Acceleration for Compressed Gradient Descent in Distributed and Federated Optimization
Zhize Li, Dmitry Kovalev, Xun Qian, Peter Richtárik
TL;DR
This work addresses the high communication cost in distributed and federated optimization by marrying gradient compression with acceleration. It introduces ACGD for single-device problems and ADIANA for distributed settings, proving accelerated convergence rates that gracefully degrade with the compression parameter ω. Theoretical results show significant improvements over previous compressed-gradient methods, and experiments on standard datasets validate both the speedup in iterations and reductions in communication rounds and bits.
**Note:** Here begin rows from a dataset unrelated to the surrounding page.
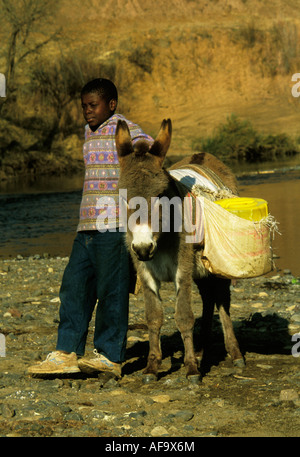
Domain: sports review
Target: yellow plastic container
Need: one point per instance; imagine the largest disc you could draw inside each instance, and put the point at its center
(253, 209)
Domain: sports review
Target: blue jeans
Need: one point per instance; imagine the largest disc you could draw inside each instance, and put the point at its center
(98, 269)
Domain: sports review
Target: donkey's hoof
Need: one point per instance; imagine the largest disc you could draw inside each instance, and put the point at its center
(148, 378)
(239, 363)
(194, 379)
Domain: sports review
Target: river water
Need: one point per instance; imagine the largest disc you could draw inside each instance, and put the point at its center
(40, 216)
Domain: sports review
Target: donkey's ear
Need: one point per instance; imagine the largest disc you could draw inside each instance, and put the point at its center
(123, 139)
(163, 140)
The framework notably enables near-AGD performance under compression in federated-like scenarios, enhancing practical communication efficiency.Overall, the paper advances the state of the art in communication-efficient, accelerated optimization for distributed and federated learning.
Abstract
Due to the high communication cost in distributed and federated learning problems, methods relying on compression of communicated messages are becoming increasingly popular. While in other contexts the best performing gradient-type methods invariably rely on some form of acceleration/momentum to reduce the number of iterations, there are no methods which combine the benefits of both gradient compression and acceleration. In this paper, we remedy this situation and propose the first accelerated compressed gradient descent (ACGD) methods. In the single machine regime, we prove that ACGD enjoys the rate $O\Big((1+ω)\sqrt{\frac{L}μ}\log \frac{1}ε\Big)$ for $μ$-strongly convex problems and $O\Big((1+ω)\sqrt{\frac{L}ε}\Big)$ for convex problems, respectively, where $ω$ is the compression parameter. Our results improve upon the existing non-accelerated rates $O\Big((1+ω)\frac{L}μ\log \frac{1}ε\Big)$ and $O\Big((1+ω)\frac{L}ε\Big)$, respectively, and recover the optimal rates of accelerated gradient descent as a special case when no compression ($ω=0$) is applied. We further propose a distributed variant of ACGD (called ADIANA) and prove the convergence rate $\widetilde{O}\Big(ω+\sqrt{\frac{L}μ}+\sqrt{\big(\fracω{n}+\sqrt{\fracω{n}}\big)\frac{ωL}μ}\Big)$, where $n$ is the number of devices/workers and $\widetilde{O}$ hides the logarithmic factor $\log \frac{1}ε$. This improves upon the previous best result $\widetilde{O}\Big(ω+ \frac{L}μ+\frac{ωL}{nμ} \Big)$ achieved by the DIANA method of Mishchenko et al. (2019). Finally, we conduct several experiments on real-world datasets which corroborate our theoretical results and confirm the practical superiority of our accelerated methods.